図9では、AR空間上におけるデバイス位置を検出した後に、重力方向を検出しているが、かかる例に限定されず、重力方向を検出した後にデバイス位置を検出するようにしてもよい。また、ステップS212において、デバイス位置にARオブジェクトを再配置するようにしているが、かかる例に限定されず、デバイス位置を基準とした位置にARオブジェクトを配置してもよい。また、ステップS204において、撮像装置20の位置情報を検出した場合には、撮像装置20の位置を基準としてARオブジェクトを配置するようにしてもよい。
また、上記では、重力方向を基準としてARオブジェクトを配置しているが、かかる例に限定されず、地磁気コンパスなどにより実空間における方位を検出し、その方位が示す方向を基準としてARオブジェクトを配置するようにしてもよい。例えば、地磁気コンパスにより北方向を検出し、AR空間に配置されたARオブジェクトが常に北方向を向くように配置してもよい。
このように、重力方向や方位などを仮想空間に反映させると、仮想オブジェクトに対して、重力方向や方位などを基準としたオブジェクトの移動処理や、オブジェクトの姿勢更新などの種々の動きを与えることが可能となる。
以上、添付図面を参照しながら本発明の好適な実施形態について詳細に説明したが、本発明はかかる例に限定されない。本発明の属する技術の分野における通常の知識を有する者であれば、特許請求の範囲に記載された技術的思想の範疇内において、各種の変更例または修正例に想到し得ることは明らかであり、これらについても、当然に本発明の技術的範囲に属するものと了解される。
例えば、本明細書の情報処理装置10の処理における各ステップは、必ずしもフローチャートとして記載された順序に沿って時系列に処理する必要はない。すなわち、情報処理装置10の処理における各ステップは、異なる処理であっても並列的に実行されてもよい。
また、情報処理装置10などに内蔵されるCPU、ROMおよびRAMなどのハードウェアを、上述した情報処理装置10の各構成と同等の機能を発揮させるためのコンピュータプログラムも作成可能である。また、該コンピュータプログラムを記憶させた記憶媒体も提供される。
10 情報処理装置
152 仮想空間認識部
154 表示部
156 検出部
158 記憶部
160 実行部
162 重力方向反映部
20 撮像装置
30 表示装置

Claims (10)

  1. 現実空間の3次元空間構造を解析して仮想空間を認識する仮想空間認識部と、
    前記仮想空間に配置するオブジェクトを記憶している記憶部と、
    前記仮想空間に配置された前記オブジェクトを表示装置に表示させる表示部と、
    現実空間の重力方向を検出する検出部と、
    前記検出部により検出された前記重力方向を前記仮想空間に反映させる重力方向反映部と、
    を備える、情報処理装置。
  2. 前記重力方向反映部により前記重力方向が反映された前記仮想空間において、前記オブジェクトに対して前記重力方向を基準とした所定の処理を実行する実行部を備える、請求項1に記載の情報処理装置。

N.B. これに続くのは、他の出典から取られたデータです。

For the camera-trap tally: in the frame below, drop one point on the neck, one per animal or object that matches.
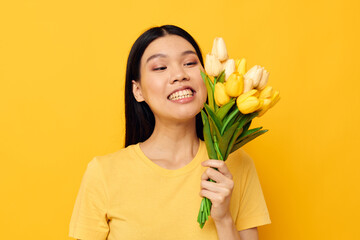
(177, 142)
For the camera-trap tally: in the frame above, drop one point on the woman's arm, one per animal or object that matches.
(219, 192)
(226, 230)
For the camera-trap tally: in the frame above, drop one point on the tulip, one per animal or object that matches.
(255, 74)
(266, 105)
(263, 80)
(268, 98)
(219, 49)
(247, 85)
(234, 85)
(220, 95)
(212, 65)
(241, 67)
(248, 102)
(229, 67)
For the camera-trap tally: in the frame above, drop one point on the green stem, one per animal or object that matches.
(217, 149)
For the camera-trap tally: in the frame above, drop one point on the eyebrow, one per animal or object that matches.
(163, 55)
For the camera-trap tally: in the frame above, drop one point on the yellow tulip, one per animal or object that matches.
(212, 65)
(219, 49)
(266, 104)
(220, 95)
(251, 104)
(248, 102)
(234, 85)
(269, 98)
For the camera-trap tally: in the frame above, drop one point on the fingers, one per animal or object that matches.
(220, 165)
(216, 187)
(215, 198)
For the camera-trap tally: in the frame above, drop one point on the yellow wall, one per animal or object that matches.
(62, 66)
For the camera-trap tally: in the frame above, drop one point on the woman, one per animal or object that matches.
(152, 189)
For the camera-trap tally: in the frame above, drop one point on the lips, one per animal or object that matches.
(180, 93)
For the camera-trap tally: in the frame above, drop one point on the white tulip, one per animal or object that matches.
(229, 67)
(255, 74)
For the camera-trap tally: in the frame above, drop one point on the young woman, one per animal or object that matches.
(152, 188)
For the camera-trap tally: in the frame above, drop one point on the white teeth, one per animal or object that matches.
(181, 94)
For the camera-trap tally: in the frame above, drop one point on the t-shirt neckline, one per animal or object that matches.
(172, 172)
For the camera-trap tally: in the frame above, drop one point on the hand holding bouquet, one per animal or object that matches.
(235, 97)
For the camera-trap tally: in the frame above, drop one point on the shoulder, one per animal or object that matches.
(115, 160)
(240, 159)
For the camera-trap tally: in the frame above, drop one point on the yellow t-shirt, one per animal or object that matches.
(124, 195)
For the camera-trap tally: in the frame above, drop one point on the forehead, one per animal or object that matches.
(171, 45)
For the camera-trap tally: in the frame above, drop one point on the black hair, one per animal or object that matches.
(140, 120)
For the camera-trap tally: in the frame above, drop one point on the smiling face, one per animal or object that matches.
(170, 81)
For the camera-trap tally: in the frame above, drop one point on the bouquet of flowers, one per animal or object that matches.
(235, 97)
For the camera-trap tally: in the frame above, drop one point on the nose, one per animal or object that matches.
(179, 74)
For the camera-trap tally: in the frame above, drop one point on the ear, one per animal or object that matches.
(137, 91)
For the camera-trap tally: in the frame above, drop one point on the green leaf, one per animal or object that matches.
(221, 112)
(248, 139)
(236, 134)
(247, 118)
(213, 116)
(231, 117)
(210, 89)
(207, 136)
(221, 77)
(226, 138)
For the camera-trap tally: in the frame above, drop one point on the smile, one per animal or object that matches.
(186, 93)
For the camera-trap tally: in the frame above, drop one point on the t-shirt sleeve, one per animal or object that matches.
(253, 211)
(89, 218)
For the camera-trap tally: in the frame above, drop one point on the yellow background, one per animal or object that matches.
(62, 67)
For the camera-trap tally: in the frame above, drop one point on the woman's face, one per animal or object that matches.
(170, 81)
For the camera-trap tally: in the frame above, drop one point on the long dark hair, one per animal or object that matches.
(140, 121)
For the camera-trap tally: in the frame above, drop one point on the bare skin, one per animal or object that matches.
(168, 64)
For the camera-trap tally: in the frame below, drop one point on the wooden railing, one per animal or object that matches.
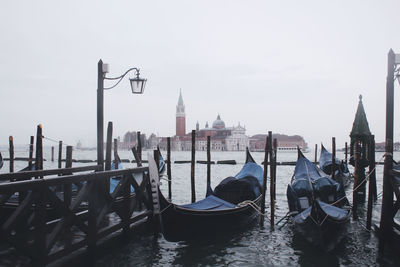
(40, 224)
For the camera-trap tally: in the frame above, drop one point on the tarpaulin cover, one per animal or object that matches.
(246, 185)
(209, 203)
(333, 212)
(325, 162)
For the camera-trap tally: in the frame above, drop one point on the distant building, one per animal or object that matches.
(222, 138)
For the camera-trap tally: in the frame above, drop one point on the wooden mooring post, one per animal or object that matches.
(169, 168)
(11, 149)
(372, 196)
(39, 148)
(68, 186)
(356, 177)
(315, 154)
(208, 163)
(192, 166)
(59, 154)
(139, 145)
(264, 186)
(333, 157)
(275, 149)
(271, 178)
(44, 236)
(30, 160)
(387, 211)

  3. 前記検出部は、前記表示装置に対する重力方向の変化を検出し、
    前記重力方向反映部は、前記重力方向の変化を前記仮想空間に反映させる、請求項1または2のいずれかに記載の情報処理装置。
  4. 前記検出部は、
    前記表示装置の前記仮想空間上における位置情報を検出する、請求項1〜3のいずれかに記載の情報処理装置。
  5. 前記実行部は、
    前記表示装置の位置情報に基づいて前記オブジェクトを配置し、前記オブジェクトを前記重力方向に移動させる、請求項4に記載の情報処理装置。
  6. 前記実行部は、
    前記表示装置の位置情報に基づいて前記オブジェクトを配置し、前記オブジェクトの姿勢を前記重力方向に変更させる、請求項4に記載の情報処理装置。
  7. 前記実行部は、
    前記表示装置の位置情報に基づいて前記オブジェクトを配置し、前記オブジェクトを前記重力方向に垂直に配置させる、請求項4に記載の情報処理装置。
  8. 前記検出部は、
    加速度センサを用いて前記重力方向を検出する、請求項1〜7のいずれかに記載の情報処理装置。
  9. 現実空間の3次元空間構造を解析して仮想空間を認識するステップと、
    前記仮想空間にオブジェクトを配置するステップと、
    現実空間の重力方向を検出するステップと、
    前記重力方向を前記仮想空間に反映させるステップと、
    前記仮想空間に配置された前記オブジェクトを表示装置に表示させるステップと、
    を含む、情報処理方法。
  10. コンピュータを、
    現実空間の3次元空間構造を解析して仮想空間を認識する仮想空間認識部と、
    前記仮想空間に配置するオブジェクトを記憶している記憶部と、
    前記仮想空間に配置された前記オブジェクトを表示装置に表示させる表示部と、
    現実空間の重力方向を検出する検出部と、
    前記検出部により検出された前記重力方向を前記仮想空間に反映させる重力方向反映部と、
    を備える、情報処理装置として機能させるためのプログラム。